Feb. 26 (UPI) -- Saudi Arabian flight students have been cleared to resume flight training in the United States after being grounded -- following a shooting at a naval base in Florida -- as the Navy investigated its vetting of foreign students.
International military students resumed flight training on Feb. 25 after the Navy satisfied requirements set forth by Secretary of Defense Mark Esper after a shooting at Naval Air Station Pensacola in December.
"Updates to Navy policy include a new regulation prohibiting the possession of personally owned firearms by IMS, limiting access by all foreign nationals to assigned facilities and installations only, and requiring IMS to accept these policies to train in the United States," Navy spokeswoman Lt.

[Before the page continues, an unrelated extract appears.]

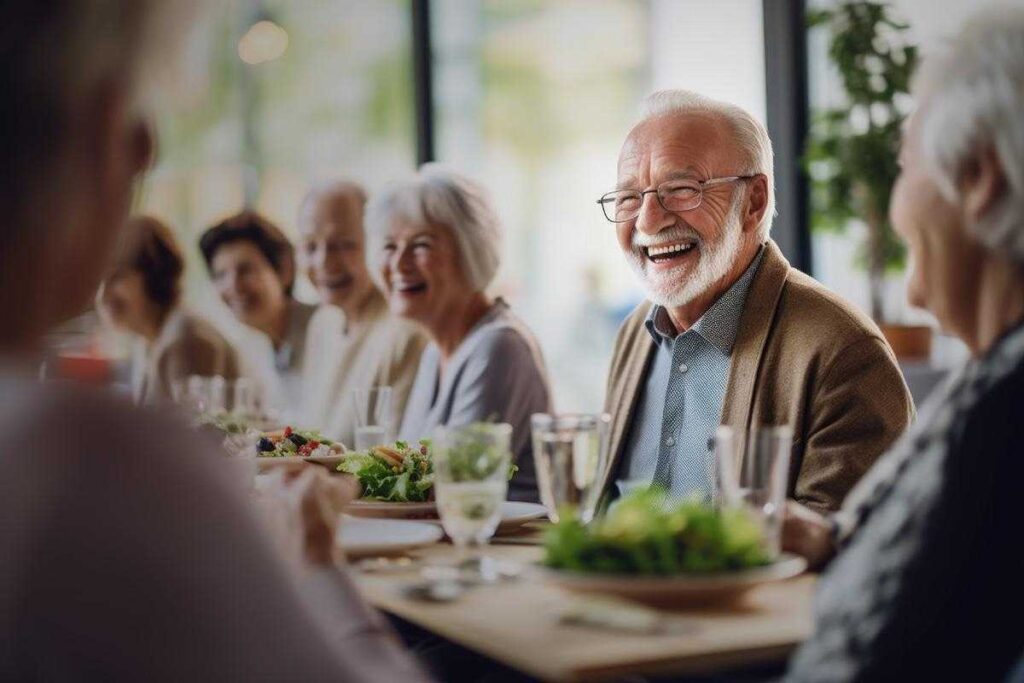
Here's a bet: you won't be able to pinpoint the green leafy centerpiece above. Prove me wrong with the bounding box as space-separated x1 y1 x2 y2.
544 488 771 577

Cdr Megan Isaac said in a statement sent to UPI.
The Navy also plans to implement a policy for the continuous review of international military students by March 13, Isaac said.
This week's change, first reported by USNI News and ABC, comes on the heels of the Navy's announcement that it would update the vetting process for foreign military students after a December shooting that killed three people and injured eight others at NAS Pensacola.
The suspect in the shooting was a Royal Saudi Air Force member who was part of an international training program that has hosted more than a million students from about 250 countries over its 20-year life, according to Jonathan Rath Hoffman, assistant to the secretary of defense for public affairs.
In January, Hoffman noted there had been no previous major incidents connected with the foreign military training program.
On Wednesday, Isaac stressed the importance of the program for maintaining U.S. military partnerships with other countries.
"The Navy is making every effort to minimize disruptions to our foreign national partners while implementing the revised security initiatives," Isaac said. "Foreign military training remains one of the most effective tools to advance U.S. national security, and these actions will enable the Navy to continue to strengthen our alliances and build our partnerships."
The shooter's status prompted Esper to announce an immediate review of the screening process for foreign military students, as well an FBI investigation, during which 20 Saudi students were sent home.
Investigators found posts with anti-American sentiment on the shooter's social media pages, but no evidence of pre-planning or assistance, Barr said.
The DoD in January was considering using its own resources to vet international military students -- a process that had been previously left to partner nations, but it was not immediately clear Wednesday whether the Pentagon had started vetting students separately.
The Navy also announced on Wednesday it was participating in a joint exercise with the Royal Saudi Naval Forces that began Sunday and is expected to wrap Thursday.
The Navy's announcement describes the exercise, called Nautical Defender, as "a bilateral maritime exercise designed to build and sustain combined warfighting capabilities, support long-term regional security and enhance military-to-military interoperability between the U.S. and Kingdom of Saudi Arabia."